What Are the Chances of Marquette's “Big Three” Making the Pros?
After the 2009 NBA Draft had been completed, 60 players from across the world had NBA teams to call homes after hearing their name called.
None of those 60 drafted was a Marquette Golden Eagle.
Jerel McNeal, Wesley Matthews, and Dominic James all had their names supplanted in the Marquette basketball history book as McNeal led all players in scoring and games played, James finished second all time in assists, and Matthews had made more free throws than anyone else.
However, measurements were not on the “Big Three’s” list of attributes, and subsequently none of them were drafted.
McNeal was dubbed as more of a point guard because of his size (6′2″) and inability to consistently knock down outside shots. Matthews had played more of a small forward position in college and needed to shoot better to become a shooting guard. Point guard Dominic James’ foot injury slowed him down considerably in pre-draft workouts.
As much of a shock as it was to see the Big Three be shut out on draft day, all three have been presented the opportunity to make an NBA roster this fall.
Matthews played for the Kings in the Summer League but was picked up by the Jazz and was invited to their veteran’s camp. Prior to the draft, Matthews saw his stock rise a fair amount with good workouts and a solid showing at the Portsmouth Invitational.
The 6′4″ guard has the best chance among the Big Three to make a squad this fall. The Jazz have major question marks at the shooting guard and small forward position, and Matthews might be able to sneak on the roster.

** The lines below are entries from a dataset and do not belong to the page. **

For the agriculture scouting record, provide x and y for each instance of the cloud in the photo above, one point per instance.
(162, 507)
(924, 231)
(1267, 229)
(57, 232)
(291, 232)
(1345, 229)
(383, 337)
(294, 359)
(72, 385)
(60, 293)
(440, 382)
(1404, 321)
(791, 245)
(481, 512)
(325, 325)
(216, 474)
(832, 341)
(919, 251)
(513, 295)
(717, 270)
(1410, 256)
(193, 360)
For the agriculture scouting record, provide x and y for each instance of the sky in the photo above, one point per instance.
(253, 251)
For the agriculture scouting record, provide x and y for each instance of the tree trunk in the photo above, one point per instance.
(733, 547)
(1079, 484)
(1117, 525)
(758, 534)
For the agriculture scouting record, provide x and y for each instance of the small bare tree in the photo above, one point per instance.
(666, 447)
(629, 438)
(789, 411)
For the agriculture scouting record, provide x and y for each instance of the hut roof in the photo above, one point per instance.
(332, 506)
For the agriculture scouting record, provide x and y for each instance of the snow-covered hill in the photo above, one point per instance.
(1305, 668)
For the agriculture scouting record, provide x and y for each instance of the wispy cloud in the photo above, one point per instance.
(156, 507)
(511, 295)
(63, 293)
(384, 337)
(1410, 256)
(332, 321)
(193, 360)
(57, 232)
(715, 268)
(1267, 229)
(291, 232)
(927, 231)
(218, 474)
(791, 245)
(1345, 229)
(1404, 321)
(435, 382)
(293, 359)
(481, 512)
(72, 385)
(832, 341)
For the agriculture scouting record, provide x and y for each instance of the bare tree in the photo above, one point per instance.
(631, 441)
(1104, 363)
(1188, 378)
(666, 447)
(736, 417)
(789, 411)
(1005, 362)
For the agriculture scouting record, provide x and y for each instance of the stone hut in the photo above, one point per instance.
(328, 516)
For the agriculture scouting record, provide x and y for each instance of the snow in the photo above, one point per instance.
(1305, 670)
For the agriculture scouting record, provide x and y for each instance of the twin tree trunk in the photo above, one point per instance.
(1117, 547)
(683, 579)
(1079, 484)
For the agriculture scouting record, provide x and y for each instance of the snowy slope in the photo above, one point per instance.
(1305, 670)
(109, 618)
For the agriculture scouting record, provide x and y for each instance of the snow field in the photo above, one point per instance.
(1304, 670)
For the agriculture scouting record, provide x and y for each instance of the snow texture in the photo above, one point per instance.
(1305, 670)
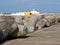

Kyle Korver, Andrei Kirilenko, Ronnie Brewer, and C.J. Miles are the only listed two's and three's as the Jazz have three point guards (Deron Williams, Ronnie Price, rookie Eric Maynor) and three centers (Mehmet Okur, Kosta Koufos, and Kyrylo Fesenko) on their current roster.
One roster move that could substantially help Matthews’ chance is whether or not veteran Matt Harpring decides to come back and play a 12th season for the Jazz, as constant ankle and knee problems have slowed him down. Indications right now are that Harpring will not play which opens up another forward spot for Matthews.
Matthews claims the Jazz have liked him from the start, and if a spot is open they might just take a chance with him and put him on the roster.
As much room as there is for Matthews on the Jazz roster, Jerel McNeal finds himself bunched together with a group of young guards in Los Angeles with the Clippers. He has been asked to attend camp as well and finds himself in a position to make the team, but will have his work cut out for him.
The Clippers have stocked up on point guards in the last couple of years, adding veteran Baron Davis and Sebastian Telfair to join Mardy Collins.
At shooting guard, the Clippers have one of the game’s better young shooters in Eric Gordon to go along with recently traded-for Rasual Butler, and Ricky Davis who is listed at small forward, but plays a fair amount of shooting guard.
If McNeal is able to establish himself as a shooter that can also handle the point, he may garner a look. Odds are that McNeal will make his way overseas for the next couple of years before trying to make his case in the Association.
Reports say that Dominic James’ foot injury is nearing 100 percent; that should help him as he makes his case to join the Milwaukee Bucks this season. James looked to be in good position entering the Summer League with the Bucks, but he sprained his knee the day before the team was to leave for Las Vegas.
Now, he will go up against Brandon Jennings, veteran Luke Ridnour, and recently acquired Roko Ukic to try to make the roster. Fellow point guard Salim Stoudamire was cut from the team after an average showing in the Summer League, so James has already one upped his chances.
The Bucks lack depth in the front court and are looking to add size at all costs, so they will probably not keep four point guards on the roster, but if James outplays Ukic in preseason he may get a look.